Sinon pourquoi affaiblir des personnes loyales qui ont fini de faire leurs preuves si l’on sait que Macky ne sera pas candidat en 2024 ? La réponse se cache dans le parcours politique du président. Il a toujours deux coups d’avance sur ses adversaires et la majorité des analystes politiques. L’instauration d’un régime présidentiel ne se justifie pas par son envie de devenir un chef d’Etat omnipotent mais plutôt par le besoin qu’il a de continuer à détenir les clés du jeu politique pour permettre à l’Apr de gouverner jusqu’en 2035. Et pour y arriver, il veut lui-même baliser la voie pour son successeur déjà désigné. A la différence de Wade qui s’était confronté à un problème de timing, Macky a cinq ans pour « tripatouiller » la constitution, analyser la réaction des sénégalais tout en les préparant à accepter, mais surtout à voter pour son candidat. Rassurez-vous, il fera tout ‘’légalement’’. Pas de dévolution monarchique, ni une passation à la ‘’Senghoriènne’’.

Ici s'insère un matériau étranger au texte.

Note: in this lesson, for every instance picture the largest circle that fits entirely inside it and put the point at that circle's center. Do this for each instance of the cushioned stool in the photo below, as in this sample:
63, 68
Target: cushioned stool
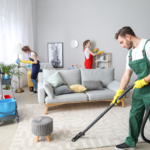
42, 126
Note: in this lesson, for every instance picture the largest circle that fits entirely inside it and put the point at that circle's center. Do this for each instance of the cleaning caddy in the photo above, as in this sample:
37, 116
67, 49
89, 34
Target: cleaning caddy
8, 105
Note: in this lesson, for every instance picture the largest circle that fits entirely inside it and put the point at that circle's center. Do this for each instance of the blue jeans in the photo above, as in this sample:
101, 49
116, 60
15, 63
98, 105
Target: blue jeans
34, 83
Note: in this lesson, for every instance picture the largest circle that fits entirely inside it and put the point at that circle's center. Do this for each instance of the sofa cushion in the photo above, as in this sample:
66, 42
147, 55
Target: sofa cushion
73, 97
55, 79
63, 89
78, 88
71, 77
100, 94
104, 75
93, 85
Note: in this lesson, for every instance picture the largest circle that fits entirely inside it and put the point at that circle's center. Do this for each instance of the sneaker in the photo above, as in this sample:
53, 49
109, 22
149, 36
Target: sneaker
124, 146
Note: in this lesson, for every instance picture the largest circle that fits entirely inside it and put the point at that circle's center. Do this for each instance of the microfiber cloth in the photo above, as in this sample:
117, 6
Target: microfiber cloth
18, 61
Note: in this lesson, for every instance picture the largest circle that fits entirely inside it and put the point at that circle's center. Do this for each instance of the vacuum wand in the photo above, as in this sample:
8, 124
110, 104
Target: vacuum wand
101, 115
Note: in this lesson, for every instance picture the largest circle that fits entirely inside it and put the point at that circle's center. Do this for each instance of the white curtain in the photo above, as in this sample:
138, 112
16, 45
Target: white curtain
16, 26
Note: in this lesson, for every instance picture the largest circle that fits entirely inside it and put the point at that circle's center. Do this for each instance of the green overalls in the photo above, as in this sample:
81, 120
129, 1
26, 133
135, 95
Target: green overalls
140, 98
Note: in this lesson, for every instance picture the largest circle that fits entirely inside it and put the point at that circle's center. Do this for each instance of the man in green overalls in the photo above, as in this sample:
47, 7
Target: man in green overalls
138, 61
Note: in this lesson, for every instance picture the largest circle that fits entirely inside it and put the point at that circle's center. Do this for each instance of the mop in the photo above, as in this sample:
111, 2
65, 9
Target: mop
101, 115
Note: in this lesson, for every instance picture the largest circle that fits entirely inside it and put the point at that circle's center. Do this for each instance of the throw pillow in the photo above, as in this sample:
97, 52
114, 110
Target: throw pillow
78, 88
48, 89
63, 89
55, 79
93, 85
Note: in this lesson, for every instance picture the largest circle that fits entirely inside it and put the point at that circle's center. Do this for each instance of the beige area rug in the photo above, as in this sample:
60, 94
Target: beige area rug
69, 120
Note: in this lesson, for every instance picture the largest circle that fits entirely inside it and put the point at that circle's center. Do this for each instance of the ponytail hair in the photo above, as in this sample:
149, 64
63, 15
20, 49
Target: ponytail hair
84, 44
27, 48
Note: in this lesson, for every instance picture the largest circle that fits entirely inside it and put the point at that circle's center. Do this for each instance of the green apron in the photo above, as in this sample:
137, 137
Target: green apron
140, 97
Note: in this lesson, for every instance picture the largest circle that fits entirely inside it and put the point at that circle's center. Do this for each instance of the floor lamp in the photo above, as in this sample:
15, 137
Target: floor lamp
18, 50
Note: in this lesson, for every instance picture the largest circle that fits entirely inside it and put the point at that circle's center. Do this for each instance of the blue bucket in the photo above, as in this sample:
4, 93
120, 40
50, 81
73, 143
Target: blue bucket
7, 106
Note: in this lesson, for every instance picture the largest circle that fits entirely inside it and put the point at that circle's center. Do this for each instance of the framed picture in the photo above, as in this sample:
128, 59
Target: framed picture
55, 54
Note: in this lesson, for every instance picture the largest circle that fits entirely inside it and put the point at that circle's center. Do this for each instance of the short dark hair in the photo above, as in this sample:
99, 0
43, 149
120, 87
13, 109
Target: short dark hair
125, 30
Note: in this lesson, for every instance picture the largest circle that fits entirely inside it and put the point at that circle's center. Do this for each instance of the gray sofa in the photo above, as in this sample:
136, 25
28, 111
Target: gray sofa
77, 76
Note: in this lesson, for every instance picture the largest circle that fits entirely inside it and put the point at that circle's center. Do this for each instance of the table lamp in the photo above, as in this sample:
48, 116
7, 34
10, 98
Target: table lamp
17, 49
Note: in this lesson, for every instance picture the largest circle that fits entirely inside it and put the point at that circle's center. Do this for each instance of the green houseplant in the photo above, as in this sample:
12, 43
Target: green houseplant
12, 70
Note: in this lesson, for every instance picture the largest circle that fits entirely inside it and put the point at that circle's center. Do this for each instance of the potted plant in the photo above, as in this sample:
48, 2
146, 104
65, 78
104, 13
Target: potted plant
11, 70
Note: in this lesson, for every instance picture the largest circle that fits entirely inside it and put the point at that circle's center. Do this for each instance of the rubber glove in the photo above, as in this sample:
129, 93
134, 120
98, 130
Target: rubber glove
140, 83
118, 93
100, 52
95, 50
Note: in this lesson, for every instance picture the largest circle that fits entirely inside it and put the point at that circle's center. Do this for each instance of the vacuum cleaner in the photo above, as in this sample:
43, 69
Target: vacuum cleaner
106, 110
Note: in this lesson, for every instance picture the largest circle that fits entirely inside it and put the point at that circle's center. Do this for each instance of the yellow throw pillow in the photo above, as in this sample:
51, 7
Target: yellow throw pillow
77, 88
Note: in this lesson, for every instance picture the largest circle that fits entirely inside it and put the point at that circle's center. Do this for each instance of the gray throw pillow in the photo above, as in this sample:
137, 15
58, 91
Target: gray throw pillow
63, 89
55, 80
93, 85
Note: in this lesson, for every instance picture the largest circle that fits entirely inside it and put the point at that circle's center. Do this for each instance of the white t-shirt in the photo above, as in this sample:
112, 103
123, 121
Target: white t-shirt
86, 53
31, 54
137, 52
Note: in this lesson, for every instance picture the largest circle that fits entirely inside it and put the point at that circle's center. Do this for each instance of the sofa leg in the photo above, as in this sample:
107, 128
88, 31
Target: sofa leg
123, 104
46, 109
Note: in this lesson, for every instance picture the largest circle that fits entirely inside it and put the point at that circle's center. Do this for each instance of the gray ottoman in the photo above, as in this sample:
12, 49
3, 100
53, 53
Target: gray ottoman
42, 126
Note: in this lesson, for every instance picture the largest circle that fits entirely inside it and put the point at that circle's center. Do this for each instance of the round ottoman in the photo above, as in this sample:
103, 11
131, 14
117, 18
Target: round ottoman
42, 126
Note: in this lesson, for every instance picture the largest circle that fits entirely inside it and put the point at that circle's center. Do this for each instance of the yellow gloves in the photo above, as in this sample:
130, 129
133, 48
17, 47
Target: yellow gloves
100, 52
140, 83
118, 93
95, 50
26, 61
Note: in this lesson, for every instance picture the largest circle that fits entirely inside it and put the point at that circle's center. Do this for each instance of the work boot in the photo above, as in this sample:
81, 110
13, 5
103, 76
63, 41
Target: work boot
124, 146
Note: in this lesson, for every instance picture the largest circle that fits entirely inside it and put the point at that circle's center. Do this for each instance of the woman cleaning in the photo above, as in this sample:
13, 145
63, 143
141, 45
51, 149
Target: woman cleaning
89, 54
34, 61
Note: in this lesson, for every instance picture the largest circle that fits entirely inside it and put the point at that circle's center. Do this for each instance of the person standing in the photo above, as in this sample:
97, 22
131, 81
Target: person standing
88, 54
34, 61
137, 61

Dans son discours de prestation de serment, le président réélu avait commencé par  la formule ‘’sénégalaises, sénégalais…’’, avant de promettre une place de choix à la femme pour ce quinquennat. Par ailleurs, dans ses dernières sorties, le président fait tout pour mettre en avant la gent féminine. Macky est–il en train de préparer l’opinion à l’idée de voir une femme à la tête de la magistrature suprême au Sénégal ?

En effet, pour la première fois au Sénégal, nous avons une première dame de père et de mère sénégalais. Pour la première fois au Sénégal, nous avons une première dame ancrée dans notre culture et qui l’exporte fièrement à chacune de ses sorties. Pour la première fois au Sénégal, une première dame a le pouvoir de (faire) nommer ou de (faire) démettre un ministre sans bruit. Pour la première fois au Sénégal, une première dame prend l’initiative de faire des visites inopinées chez des citoyens avec son lot de terranga. Pour la première fois au Sénégal, une première dame décide de battre campagne toute seule pour faire réélire le président. Enfin, pour la première fois au  Sénégal, une première dame est publiquement félicitée par le Conseil constitutionnel. D’ailleurs, le président de cette institution a reçu une volée de bois vert après cette sortie. L’implication de Marième Faye Sall dans la marche de l’Etat n’est plus à démontrer. Des ministres l’ont déjà certifié.

Mais, quelques soient les avis sur sa personne et sur notre soi-disant culture politique, il faut reconnaître qu’en plus d’avoir du talent en politique, elle maitrise cet art. La preuve, elle a réussi à rassembler autour d’elle toutes les députées juste après l’homologation de la loi supprimant le poste de Premier ministre. Et si dans la tête du président Sall, tout se jouait pour qu’une première fois dans l’histoire politique nationale, une femme succède à son mari par la voie des urnes ? Oui, pourquoi pas Marième ?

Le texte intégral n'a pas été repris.